KARACHI: The Sindh forest department on Tuesday issued a notification declaring the intertidal zone of Thatta and Sujawal districts, including the areas of Korangi and Phitti creek on which the islands of Bundal and Buddo exist, as protected forests.
On Feb 2, the provincial cabinet had decided to declare the islands of Bundal and Buddo off the coast of Karachi as protected forests on the orders of the Sindh High Court.
The court was hearing a petition that challenged the federal government’s authority of promulgating an ordinance over the islands that exist in the “exclusive territories of the province of Sindh” and called for protection of mangrove forests on multiple grounds.
“In exercise of the powers conferred by Section 29 of the Forest Act, 1927 and all other powers enabling the government in this behalf, and in supersession of all notification issued in this behalf, the Government of Sindh is pleased to declare the intertidal land (mangrove areas) of Thatta and Sujawal districts described in the following Schedule to be “Protected Forests” with immediate effect. The provision of Chapter IV of the said Act shall be applicable to it,” the notification dated Feb 15 stated.
Communities can do fishing in protected forests, but can’t cut trees; 200 Indus delta islands are now protected
According to the notification, an estimated area of 750,000 acres mapped through GIS (geographic information system) has been declared protected under two schedules of the Forest Act.
The area included in Schedule 1 starts from the boundary of Mirpur Sakro and moves towards Gharo, Ghaggar Phattak, Deh Pipri, area of Port Qasim, ending at the west boundary of Ibrahim Hydri.
The area falling under Schedule 2 starts from the Sir Creek border and includes areas in front of Jati taluka and surrounding areas of Shah Bandar before ending at Kharo Chann.
“The western boundary further follows the reference No: 22 (N 24 81215 E 67.306.727) and moves towards Deh Ibrahim Hyderi, reference No: 22 (N. 24.777469 E 67.126083).

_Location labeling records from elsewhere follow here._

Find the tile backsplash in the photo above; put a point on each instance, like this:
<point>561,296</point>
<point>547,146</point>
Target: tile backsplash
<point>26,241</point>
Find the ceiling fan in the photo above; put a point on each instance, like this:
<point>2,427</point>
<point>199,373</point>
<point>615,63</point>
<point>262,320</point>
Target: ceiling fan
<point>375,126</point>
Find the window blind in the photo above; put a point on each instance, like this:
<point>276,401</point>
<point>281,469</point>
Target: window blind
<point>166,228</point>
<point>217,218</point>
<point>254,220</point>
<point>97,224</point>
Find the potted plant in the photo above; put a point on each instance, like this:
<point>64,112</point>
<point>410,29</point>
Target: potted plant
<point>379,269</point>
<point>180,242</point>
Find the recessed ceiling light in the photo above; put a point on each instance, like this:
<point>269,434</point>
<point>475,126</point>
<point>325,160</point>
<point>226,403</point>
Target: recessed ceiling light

This particular portion of this notification encompasses the areas of Korangi and Phitti creek systems on which Bundal and Buddo islands are located,” the notification stated.
Levels of protected status
Asked whether the protected status now granted to the twin islands can save them from the prospects of any ‘development’ venture, a senior forest department pointed out that there was no question of federal intervention as these islands were located close to the land area and very much within the provincial limits extended up to 12 nautical miles from the coast.
“The provincial government, however, can take up a project but only after de-notifying the notification,” he said, adding that the two schedules had no effect on the protected status and meant only for description.
According to the official, 200 big and small islands of the Indus delta earlier in the “wasteland” category are now “protected forest”. There is no prohibition on human activities in the “wasteland” area.
“There are three levels of protected status; the first is protected forest followed by reserved area and the last is protected area, which prohibits all human intervention.
“The communities can only do fishing without government permission in the areas declared protected forest. They can’t cut trees but forest officials can allow them to pick up fallen branches and allocate a small area for camel grazing,” he explained.
It’s time to engage communities in mangrove conservation, he added.
Saeed-ul-Islam representing the World Wide Fund for Nature-Pakistan, however, believed that notifications would not matter unless the government implemented them in letter and spirit.
“The mangroves of the Indus delta are already protected under the Forest Act. What is needed is law’s implementation. Right now, mangrove forests in front of the Port Qasim area and Ibrahim Hyderi are being cut on a large scale. But, there is nobody to stop their destruction,” he said.